[common:jwplayer] Improve jwplayer extraction and parsing (#31000)
authordirkf <fieldhouse@gmx.net>
Fri, 11 Nov 2022 00:49:13 +0000 (00:49 +0000)
committerGitHub <noreply@github.com>
Fri, 11 Nov 2022 00:49:13 +0000 (00:49 +0000)
* don't crash parser if jwplayer_data is invalid (empty, or no formats)
* use `label` in `sources[n]` as `format_id`
* relax `jwplayer().setup(...)` RE (also rework PR #27274 enhancement)
* detect more manifest formats in _parse_jwplayer_formats() (from PR #29596)
* improve metadata extraction (from PR #25433)
* remember URLs in a set
* use parse_resolution() in format
* extract filesize in format (from yt-dlp)

Co-authored-by: kikuyan <kikuyan@users.noreply.github.com>
Co-authored-by: martin54 <martin54@users.noreply.github.com>
youtube_dl/extractor/common.py

index 1f33a1e06dabc3ea5e901c22f2480be3a41abe46..a0a796d7b406f799462d2c6395a8f7b7d5aa7a10 100644 (file)
@@ -70,6 +70,7 @@ from ..utils import (
     str_or_none,
     str_to_int,
     strip_or_none,
+    try_get,
     unescapeHTML,
     unified_strdate,
     unified_timestamp,
@@ -2713,7 +2714,7 @@ class InfoExtractor(object):
 
     def _find_jwplayer_data(self, webpage, video_id=None, transform_source=js_to_json):
         mobj = re.search(
-            r'(?s)jwplayer\((?P<quote>[\'"])[^\'" ]+(?P=quote)\)(?!</script>).*?\.setup\s*\((?P<options>[^)]+)\)',
+            r'''(?s)jwplayer\s*\(\s*(?P<q>'|")(?!(?P=q)).+(?P=q)\s*\)(?!</script>).*?\.\s*setup\s*\(\s*(?P<options>(?:\([^)]*\)|[^)])+)\s*\)''',
             webpage)
         if mobj:
             try:
@@ -2734,9 +2735,14 @@ class InfoExtractor(object):
 
     def _parse_jwplayer_data(self, jwplayer_data, video_id=None, require_title=True,
                              m3u8_id=None, mpd_id=None, rtmp_params=None, base_url=None):
+        flat_pl = try_get(jwplayer_data, lambda x: x.get('playlist') or True)
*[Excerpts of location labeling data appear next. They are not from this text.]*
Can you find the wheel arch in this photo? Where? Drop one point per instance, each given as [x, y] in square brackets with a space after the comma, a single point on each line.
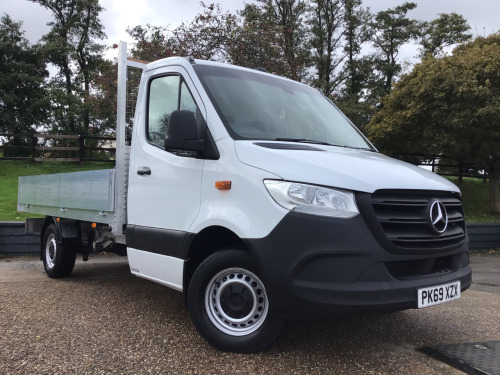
[205, 243]
[67, 231]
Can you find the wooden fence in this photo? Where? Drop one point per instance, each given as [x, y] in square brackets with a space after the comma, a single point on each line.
[77, 148]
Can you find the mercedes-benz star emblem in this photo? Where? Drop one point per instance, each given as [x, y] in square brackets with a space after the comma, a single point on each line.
[438, 217]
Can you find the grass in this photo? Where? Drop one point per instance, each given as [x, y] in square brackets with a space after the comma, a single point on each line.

+        if flat_pl is None:
+            # not even a dict
+            return []
+
         # JWPlayer backward compatibility: flattened playlists
         # https://github.com/jwplayer/jwplayer/blob/v7.4.3/src/js/api/config.js#L81-L96
-        if 'playlist' not in jwplayer_data:
+        if flat_pl is True:
             jwplayer_data = {'playlist': [jwplayer_data]}
 
         entries = []
@@ -2784,6 +2790,13 @@ class InfoExtractor(object):
                 'timestamp': int_or_none(video_data.get('pubdate')),
                 'duration': float_or_none(jwplayer_data.get('duration') or video_data.get('duration')),
                 'subtitles': subtitles,
+                'alt_title': clean_html(video_data.get('subtitle')),  # attributes used e.g. by Tele5 ...
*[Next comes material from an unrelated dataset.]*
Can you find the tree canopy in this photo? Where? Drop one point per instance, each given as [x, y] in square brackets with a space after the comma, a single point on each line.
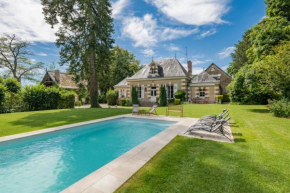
[84, 35]
[14, 57]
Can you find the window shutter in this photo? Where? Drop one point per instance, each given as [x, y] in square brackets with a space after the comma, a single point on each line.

+                'genre': clean_html(video_data.get('genre')),
+                'channel': clean_html(dict_get(video_data, ('category', 'channel'))),
+                'season_number': int_or_none(video_data.get('season')),
+                'episode_number': int_or_none(video_data.get('episode')),
+                'release_year': int_or_none(video_data.get('releasedate')),
+                'age_limit': int_or_none(video_data.get('age_restriction')),
             }
             # https://github.com/jwplayer/jwplayer/blob/master/src/js/utils/validator.js#L32
             if len(formats) == 1 and re.search(r'^(?:http|//).*(?:youtube\.com|youtu\.be)/.+', formats[0]['url']):
@@ -2792,7 +2805,9 @@ class InfoExtractor(object):
                     'url': formats[0]['url'],
                 })
             else:
-                self._sort_formats(formats)
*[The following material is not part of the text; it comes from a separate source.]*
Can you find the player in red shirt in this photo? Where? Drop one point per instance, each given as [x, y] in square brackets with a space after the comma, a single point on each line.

+                # avoid exception in case of only sttls
+                if formats:
+                    self._sort_formats(formats)
                 entry['formats'] = formats
             entries.append(entry)
         if len(entries) == 1:
@@ -2802,7 +2817,7 @@ class InfoExtractor(object):
 
     def _parse_jwplayer_formats(self, jwplayer_sources_data, video_id=None,
                                 m3u8_id=None, mpd_id=None, rtmp_params=None, base_url=None):
-        urls = []
+        urls = set()
         formats = []
         for source in jwplayer_sources_data:
             if not isinstance(source, dict):
@@ -2811,14 +2826,14 @@ class InfoExtractor(object):
                 base_url, self._proto_relative_url(source.get('file')))
             if not source_url or source_url in urls:
                 continue
-            urls.append(source_url)
+            urls.add(source_url)
             source_type = source.get('type') or ''
             ext = mimetype2ext(source_type) or determine_ext(source_url)
-            if source_type == 'hls' or ext == 'm3u8':
+            if source_type == 'hls' or ext == 'm3u8' or 'format=m3u8-aapl' in source_url:
                 formats.extend(self._extract_m3u8_formats(
                     source_url, video_id, 'mp4', entry_protocol='m3u8_native',
                     m3u8_id=m3u8_id, fatal=False))
-            elif source_type == 'dash' or ext == 'mpd':
+            elif source_type == 'dash' or ext == 'mpd' or 'format=mpd-time-csf' in source_url:
                 formats.extend(self._extract_mpd_formats(
                     source_url, video_id, mpd_id=mpd_id, fatal=False))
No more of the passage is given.